1,4-cyclohexanediol is what we call in pharmaceutical preparation a "retardant." It is used to slow down the absorption and penetration into the skin of other key ingredients. There have been studies with it added to metronidazole or azelaic acid, for example. The ones I found showed that adding 1,4-cyclohexanediol slowed the absorption while maintaining the metronidazole in the dermis. The idea here is to prevent systemic activity of a topically applied drug or to prolong the activity of the drug in the skin.

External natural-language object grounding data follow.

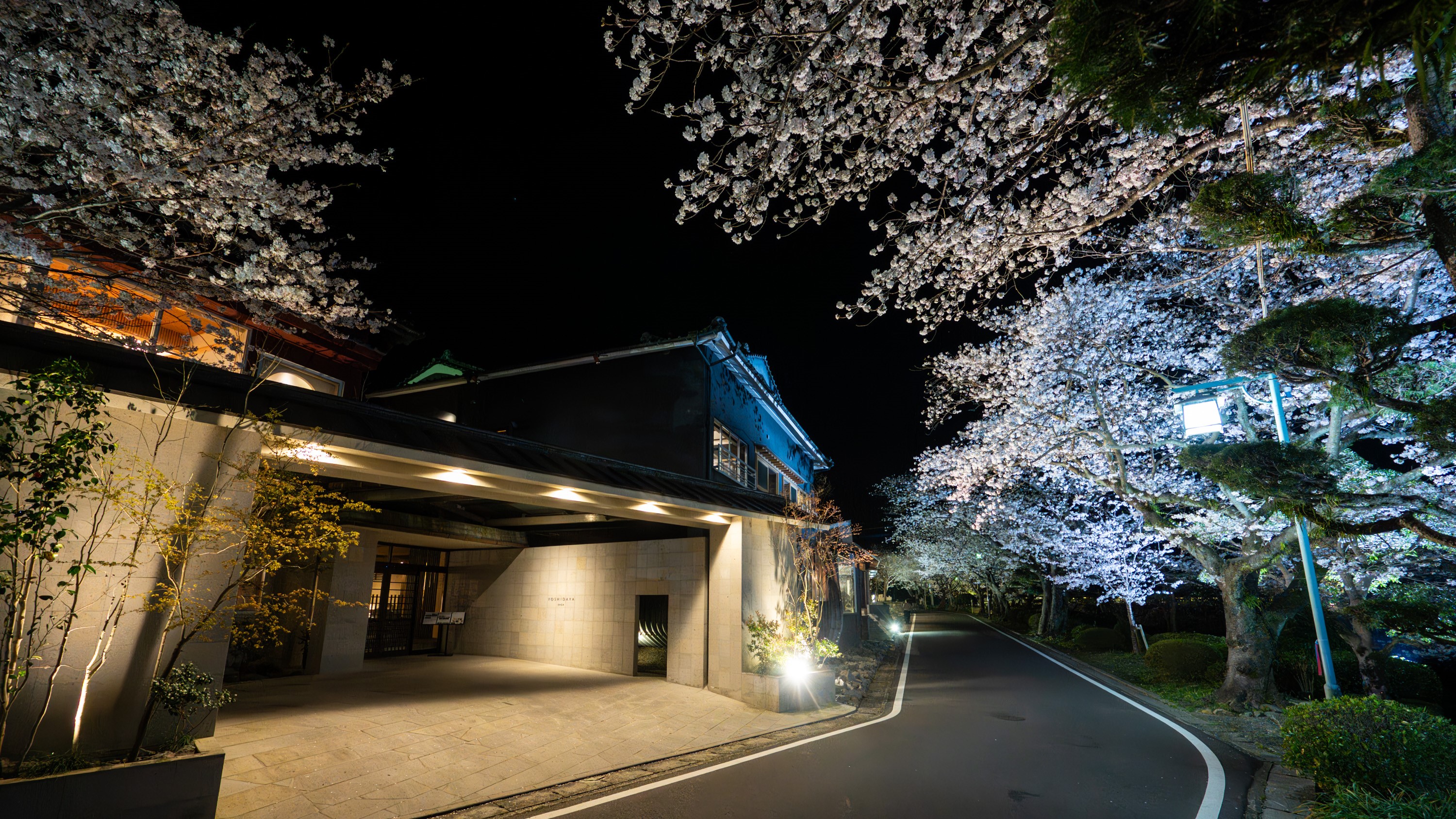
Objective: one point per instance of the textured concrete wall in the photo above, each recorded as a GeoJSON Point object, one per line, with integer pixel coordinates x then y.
{"type": "Point", "coordinates": [184, 448]}
{"type": "Point", "coordinates": [577, 604]}
{"type": "Point", "coordinates": [344, 629]}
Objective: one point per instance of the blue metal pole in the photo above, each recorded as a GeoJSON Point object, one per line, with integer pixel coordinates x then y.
{"type": "Point", "coordinates": [1308, 559]}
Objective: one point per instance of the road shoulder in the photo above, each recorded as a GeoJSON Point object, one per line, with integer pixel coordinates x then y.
{"type": "Point", "coordinates": [876, 704]}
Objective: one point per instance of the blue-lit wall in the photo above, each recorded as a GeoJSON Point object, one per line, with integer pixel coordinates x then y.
{"type": "Point", "coordinates": [749, 418]}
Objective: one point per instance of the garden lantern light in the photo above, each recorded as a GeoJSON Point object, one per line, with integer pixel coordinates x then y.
{"type": "Point", "coordinates": [1200, 416]}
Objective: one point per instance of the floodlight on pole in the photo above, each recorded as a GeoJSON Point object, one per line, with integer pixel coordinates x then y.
{"type": "Point", "coordinates": [1202, 416]}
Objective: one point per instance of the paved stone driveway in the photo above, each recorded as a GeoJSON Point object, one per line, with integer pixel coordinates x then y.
{"type": "Point", "coordinates": [413, 735]}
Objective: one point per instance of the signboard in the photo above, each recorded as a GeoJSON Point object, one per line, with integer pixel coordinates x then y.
{"type": "Point", "coordinates": [445, 619]}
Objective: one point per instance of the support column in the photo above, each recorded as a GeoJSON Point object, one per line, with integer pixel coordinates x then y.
{"type": "Point", "coordinates": [724, 607]}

1,4-cyclohexanediol is a metabolite of cyclohexanone, which is used to make nylon. When exposed to cyclohexanone by breathing it or swallowing it, our bodies get rid of it by glucuronidation in the liver to several metabolites, one of which happens to be 1,4-cyclohexanediol. In animal and human studies, it didn't appear to cause any reproductive problems or cancer.
But what can it do for rosacea? I just don't find that 1,4-cyclohexanediol has any therapeutic activity by itself, but by combining it with other ingredients, it help to keeps those ingredients in the dermis longer. That could, potentially, help calm irritated skin. It also contains aloe vera, some B-vitamins and antioxidants.
From their website, it appears that there are two formulations: Noredol and Rejuvenation. The rejuvenation seems to have some extra antioxidants added to the Noredol product. The rejuvenation is nearly twice the price of the basic product, and I don't see why it is worth it.
Since this is non-prescription, you can order it directly rather than see your dermatologist. How much it costs you would depend on how much of your face is affected and how fast you use it up.
I have not tried it, but if you have, let me know how it worked for you! It sounds like a safe formulation that would be unlikely to irritate skin at the very least. The name is clever--short for No red at all, and it looks like it doesn't contain any parabens, which I approve.
Like any treatment, I'm sure it works for some people. It's not terribly expensive, so it wouldn't break the bank to try it. It also doesn't have any dangerous ingredients and it should be compatible with makeup. The directions say to use it 1-4 times a day. I think twice is probably how most people would use it except during a breakout.